LinuxQuestions.org - [SOLVED] wget with regular expressions.

- Linux - Newbie (https://www.linuxquestions.org/questions/linux-newbie-8/)

- - wget with regular expressions. (https://www.linuxquestions.org/questions/linux-newbie-8/wget-with-regular-expressions-846368/)

wget with regular expressions.

Hi,

i would to download some html files using wget.
The files that are would like to download are:
page1.html
page2.html
page3.html
page4.html
page5.html

I was expecting to download these files using the command:
wget http://localhost/page[1-5].html

although this option doesn't work.

Does any one know a way in using regular expressions with wget for this case?

Thanks,

In general you cannot use wildcards with wget, because the http servers do not provide a way of getting a list of files.

Wildcards are supported for ftp (though you would need to quote your url, otherwise the shell will attempt to expand the wildcard characters before wget sees them).

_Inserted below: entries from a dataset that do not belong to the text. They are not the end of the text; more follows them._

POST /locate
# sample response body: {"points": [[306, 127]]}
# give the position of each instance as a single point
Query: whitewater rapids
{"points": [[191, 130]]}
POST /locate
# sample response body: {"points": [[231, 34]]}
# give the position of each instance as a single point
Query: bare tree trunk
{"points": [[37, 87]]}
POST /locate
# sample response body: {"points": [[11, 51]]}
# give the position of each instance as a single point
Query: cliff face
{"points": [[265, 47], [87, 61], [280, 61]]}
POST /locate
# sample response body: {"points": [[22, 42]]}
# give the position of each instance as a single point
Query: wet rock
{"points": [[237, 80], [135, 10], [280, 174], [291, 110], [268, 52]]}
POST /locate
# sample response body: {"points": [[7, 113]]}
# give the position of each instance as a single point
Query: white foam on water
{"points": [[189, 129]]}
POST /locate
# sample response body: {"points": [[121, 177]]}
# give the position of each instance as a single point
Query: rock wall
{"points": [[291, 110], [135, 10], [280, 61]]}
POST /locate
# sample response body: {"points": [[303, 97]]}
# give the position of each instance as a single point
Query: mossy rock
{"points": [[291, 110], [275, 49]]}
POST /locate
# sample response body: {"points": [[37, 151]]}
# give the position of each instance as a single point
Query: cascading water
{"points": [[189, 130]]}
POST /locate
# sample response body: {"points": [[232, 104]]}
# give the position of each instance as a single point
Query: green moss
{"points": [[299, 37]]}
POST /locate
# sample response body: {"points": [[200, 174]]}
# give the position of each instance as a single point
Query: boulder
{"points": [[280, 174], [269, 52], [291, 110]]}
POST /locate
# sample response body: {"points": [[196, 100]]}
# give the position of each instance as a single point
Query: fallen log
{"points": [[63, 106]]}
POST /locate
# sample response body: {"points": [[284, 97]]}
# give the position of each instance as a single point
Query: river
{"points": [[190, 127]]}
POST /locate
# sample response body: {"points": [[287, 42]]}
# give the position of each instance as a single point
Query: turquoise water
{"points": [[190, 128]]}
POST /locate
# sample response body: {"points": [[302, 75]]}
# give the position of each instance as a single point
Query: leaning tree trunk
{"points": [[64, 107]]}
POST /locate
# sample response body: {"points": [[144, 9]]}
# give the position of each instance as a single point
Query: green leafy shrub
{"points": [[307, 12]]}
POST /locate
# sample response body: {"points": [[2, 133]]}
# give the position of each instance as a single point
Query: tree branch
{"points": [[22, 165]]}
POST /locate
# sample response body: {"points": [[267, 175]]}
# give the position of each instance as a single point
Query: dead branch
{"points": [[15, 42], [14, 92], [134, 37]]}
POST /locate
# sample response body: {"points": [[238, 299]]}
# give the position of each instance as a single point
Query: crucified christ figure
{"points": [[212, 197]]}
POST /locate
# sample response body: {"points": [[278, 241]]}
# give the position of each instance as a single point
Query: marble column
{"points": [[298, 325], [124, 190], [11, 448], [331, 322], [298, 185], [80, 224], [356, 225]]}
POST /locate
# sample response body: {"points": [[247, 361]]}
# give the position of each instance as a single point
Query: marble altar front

There are some specific arguments to wget that support wildcards (such as the accept and reject list), but this would only help you if you were doing a recursive wget (eg, if there was a parent page or index page with links to all the pages that interest you), for example:

Code:

wget -r -A 'page*.html' www.kidsolr.com

(though it will have to recurse through all the files in order to find the ones named 'page*.html', which can waste bandwidth)

Hi pedrosacosta,

this

Code:

for i in 1 2 3 4 5; do wget http://localhost/page$i.html; done

will work for you.

Markus

Try bash brace expansion or use curl instead of wget.
curl has an inbuilt ability to do this sort of thing.

Code:

wget http://localhost/page{1..5}.html      # bash brace expansion



curl -o 'page#1.html' 'http://localhost/page[1-5].html'